Kimbilir kaç yıl geçti kaç sene oldu unutmadım, unutamadım, affedemedim derken şimdi git, yüreğim vazgeçti senden, kovdu seni...
Sen benim ilk göz ağrım ilk yanılışım
sen benim aldanışım aşkta yanlışım
Bu gidiş ayrılıktan daha bi zor geldi....
Bu gizli sessiz veda inan çok koydu...
Sevdanın da aşkın da en koyusunu da en mateminide yaşadım sende...Yüreğimin derinliklerinde tek sen vardın... Senle dolu olan yere yıllardır kimseyi koyamamıştım.. Ne kadar uzun zaman geçmişti oysa...
Oysa seninle yola çıkıp başladığımızda neredeydik, bitirdiğimizde nereye geldik...
Daha ilk günden belliydi.. demiştim sana bizim seninle sonumuz yok.. gülmüştün bana.... Hislerim beni her zaman olduğu gibi yanıltmamıştı...
Yaşadıklarıma bakınca nelerin savaşını vermiştik beraber.. Neleri göze almış, karşımıza kimleri almış, uğruna nelerden vazgeçmiştik..... Seni bir rahat bırakmayan eski sevgilin, sonra sevgililerin..ihanetin.. yalanların..kıskançlığın..saçmalıkların...kaçmaların...o sağlam kurduğunu sandığın inşaatın temel taşlarını. bir gün geldi yerlerinden oynatmaya başladın.. İlşki ilk sarsıcı depremlerine yaşamaya başlamıştı başlamasına ama sonrası bi muammaya dönmüştü...
Güvenmiştim sana... Gözümün içine baka baka en kötü yalanlarını bile söylediğinde,yapmaz dediğim şeyleri yapmaya başladığında bile inanmıştım sana...Çünkü her seferinde beni ikna etmenin bi yolunu bulmuştun...

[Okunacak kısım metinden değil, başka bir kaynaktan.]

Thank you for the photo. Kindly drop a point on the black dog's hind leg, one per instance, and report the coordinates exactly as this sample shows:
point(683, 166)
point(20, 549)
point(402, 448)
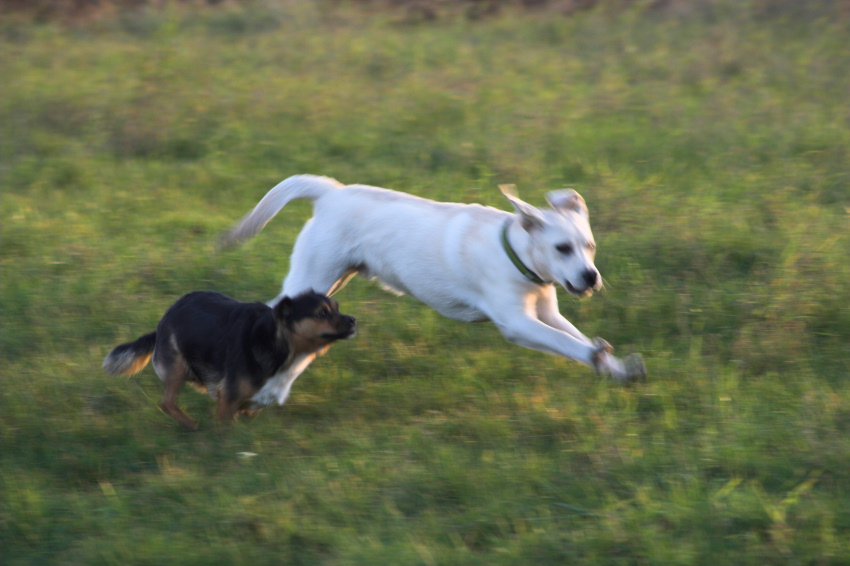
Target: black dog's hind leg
point(174, 374)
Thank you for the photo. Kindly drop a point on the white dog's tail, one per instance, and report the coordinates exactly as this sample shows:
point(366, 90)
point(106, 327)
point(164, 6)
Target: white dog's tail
point(298, 186)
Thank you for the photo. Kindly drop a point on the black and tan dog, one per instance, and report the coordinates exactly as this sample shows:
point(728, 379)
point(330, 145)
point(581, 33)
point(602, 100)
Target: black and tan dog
point(241, 353)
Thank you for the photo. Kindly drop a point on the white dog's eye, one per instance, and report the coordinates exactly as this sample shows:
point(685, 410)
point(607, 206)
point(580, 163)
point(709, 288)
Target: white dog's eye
point(565, 249)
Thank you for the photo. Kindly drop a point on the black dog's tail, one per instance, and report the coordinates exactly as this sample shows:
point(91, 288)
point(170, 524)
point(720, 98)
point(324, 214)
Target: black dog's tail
point(131, 357)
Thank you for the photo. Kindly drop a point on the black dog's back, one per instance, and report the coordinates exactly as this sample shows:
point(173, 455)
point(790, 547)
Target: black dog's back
point(219, 336)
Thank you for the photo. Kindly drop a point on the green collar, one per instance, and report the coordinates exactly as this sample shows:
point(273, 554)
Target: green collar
point(530, 275)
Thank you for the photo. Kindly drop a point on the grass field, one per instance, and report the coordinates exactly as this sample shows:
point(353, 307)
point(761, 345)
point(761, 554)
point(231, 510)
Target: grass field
point(712, 146)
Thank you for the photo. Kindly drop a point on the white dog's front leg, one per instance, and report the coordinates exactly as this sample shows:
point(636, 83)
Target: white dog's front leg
point(532, 333)
point(548, 313)
point(529, 332)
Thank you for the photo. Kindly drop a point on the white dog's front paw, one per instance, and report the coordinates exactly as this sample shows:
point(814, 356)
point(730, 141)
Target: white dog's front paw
point(630, 368)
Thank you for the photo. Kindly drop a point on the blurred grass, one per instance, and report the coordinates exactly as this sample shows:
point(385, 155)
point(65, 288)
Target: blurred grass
point(711, 146)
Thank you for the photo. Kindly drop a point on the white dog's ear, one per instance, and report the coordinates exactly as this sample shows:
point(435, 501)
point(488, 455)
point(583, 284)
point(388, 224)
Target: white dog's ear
point(567, 200)
point(531, 217)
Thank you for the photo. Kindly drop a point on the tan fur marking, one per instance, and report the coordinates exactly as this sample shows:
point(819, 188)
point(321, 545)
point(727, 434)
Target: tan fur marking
point(306, 337)
point(175, 377)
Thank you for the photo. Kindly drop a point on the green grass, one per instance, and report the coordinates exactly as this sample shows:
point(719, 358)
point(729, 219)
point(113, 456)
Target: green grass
point(712, 147)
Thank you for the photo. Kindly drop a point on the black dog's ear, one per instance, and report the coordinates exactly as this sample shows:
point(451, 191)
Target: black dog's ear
point(283, 309)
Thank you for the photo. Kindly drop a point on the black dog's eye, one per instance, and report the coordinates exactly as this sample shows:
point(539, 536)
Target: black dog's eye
point(565, 249)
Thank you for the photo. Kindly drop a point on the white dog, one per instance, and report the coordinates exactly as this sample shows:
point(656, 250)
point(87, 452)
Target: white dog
point(466, 261)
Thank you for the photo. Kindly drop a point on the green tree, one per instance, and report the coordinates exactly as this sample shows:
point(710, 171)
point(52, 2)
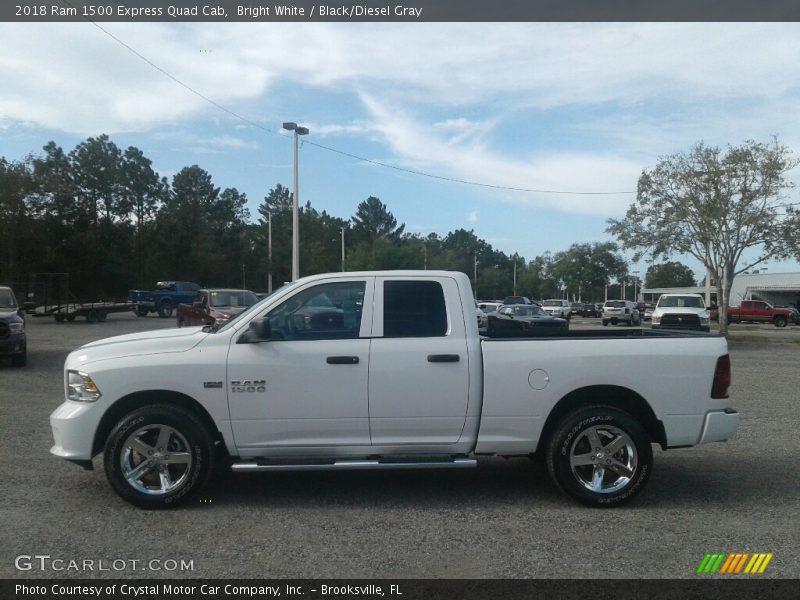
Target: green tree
point(669, 274)
point(725, 208)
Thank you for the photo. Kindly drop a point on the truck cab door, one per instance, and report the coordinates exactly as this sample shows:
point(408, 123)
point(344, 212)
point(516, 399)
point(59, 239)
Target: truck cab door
point(419, 369)
point(307, 385)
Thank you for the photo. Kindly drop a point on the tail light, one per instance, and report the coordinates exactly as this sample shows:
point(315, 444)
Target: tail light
point(722, 377)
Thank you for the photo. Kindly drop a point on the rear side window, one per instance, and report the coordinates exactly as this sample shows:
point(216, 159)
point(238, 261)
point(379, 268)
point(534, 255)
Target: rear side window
point(413, 309)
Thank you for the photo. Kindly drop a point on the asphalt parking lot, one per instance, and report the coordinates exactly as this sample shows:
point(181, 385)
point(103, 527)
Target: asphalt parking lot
point(504, 519)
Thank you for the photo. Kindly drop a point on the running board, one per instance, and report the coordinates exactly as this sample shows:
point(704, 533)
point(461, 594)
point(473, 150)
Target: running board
point(353, 465)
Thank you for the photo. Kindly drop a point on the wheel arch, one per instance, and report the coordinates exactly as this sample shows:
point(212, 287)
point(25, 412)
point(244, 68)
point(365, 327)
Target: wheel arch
point(619, 397)
point(136, 400)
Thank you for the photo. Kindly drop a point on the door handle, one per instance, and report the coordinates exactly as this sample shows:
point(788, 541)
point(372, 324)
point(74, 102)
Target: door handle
point(443, 358)
point(342, 360)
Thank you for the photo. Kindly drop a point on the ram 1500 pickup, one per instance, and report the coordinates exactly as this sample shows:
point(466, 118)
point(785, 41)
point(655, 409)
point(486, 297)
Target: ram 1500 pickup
point(385, 370)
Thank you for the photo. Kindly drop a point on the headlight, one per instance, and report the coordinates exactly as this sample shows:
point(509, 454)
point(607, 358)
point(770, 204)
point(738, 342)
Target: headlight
point(81, 388)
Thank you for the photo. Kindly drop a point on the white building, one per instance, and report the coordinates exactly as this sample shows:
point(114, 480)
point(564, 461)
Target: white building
point(779, 289)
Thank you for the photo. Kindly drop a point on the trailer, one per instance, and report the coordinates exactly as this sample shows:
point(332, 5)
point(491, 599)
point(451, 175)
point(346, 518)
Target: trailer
point(49, 295)
point(94, 312)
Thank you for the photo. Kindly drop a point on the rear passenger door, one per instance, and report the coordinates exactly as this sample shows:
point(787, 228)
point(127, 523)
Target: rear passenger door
point(418, 369)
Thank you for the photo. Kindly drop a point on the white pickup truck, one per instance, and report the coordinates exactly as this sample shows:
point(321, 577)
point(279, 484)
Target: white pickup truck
point(385, 370)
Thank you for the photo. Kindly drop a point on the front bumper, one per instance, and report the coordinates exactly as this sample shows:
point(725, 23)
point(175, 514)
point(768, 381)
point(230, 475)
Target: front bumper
point(74, 425)
point(719, 426)
point(13, 344)
point(705, 328)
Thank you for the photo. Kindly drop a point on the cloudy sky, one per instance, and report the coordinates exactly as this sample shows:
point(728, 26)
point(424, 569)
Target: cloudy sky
point(559, 107)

Uzun bir hasret ve bekleyiş döneminide kavgayla, kıskançlıkla, tüm zorluğa rağmen atlattığımızı sanmıştık.. Ama bu dönem bizden bi çok şeyi almış götürmüştü.. Beni yaralarken seni çok değiştirmişti.. Geldiğinde seni tanımakta güçlük çekmeye başlamıştım..
Sonra senin doğum günündü.. Sana süpriz yapmak istedim.. İş yerinden izin almam imkansızken ben almıştım..
Nerden bilebilirdim o zamanlar bunu kabusa çevireceğini..
Bi sabah beni aradın..Huzursuzluğun telefonada yansımıştı... Herşeyi bitiren o lanet olası telefon görüşmesi iyi geçmedi...
Geride bırakılan 3 yılın özeti olmuştu senin bu son sözlerin... Ben ayrılık kararı aldım..Ayrıldım senden..
Yağmurlu bir gündü.. dışarıya çıktım hiç yürümediğim kadar uzun yürüyüşler yaptım... Yağmur hem beni hem yüreğimi ıslattı..
Hazmedemediğim, kabullenemediğim o kadar çok şey bırakmıştınki geride... Kendimi bi anda enkazın altında buldum.. Derin yaralar açtın hem hayatımda hem de yüreğimde... Tedavisi mümkün olmayan bi hastalık gibiydin, kurtulmak için çabaladıkça boğuluyordum..
Sonra kendimden ve senden kaçabildiğim kadar kaçmaya çalıştım.. Nereye gitsem senide götürüyordum...
Hayat bizi savururken ben hep bıraktığın yerdeydim aslında.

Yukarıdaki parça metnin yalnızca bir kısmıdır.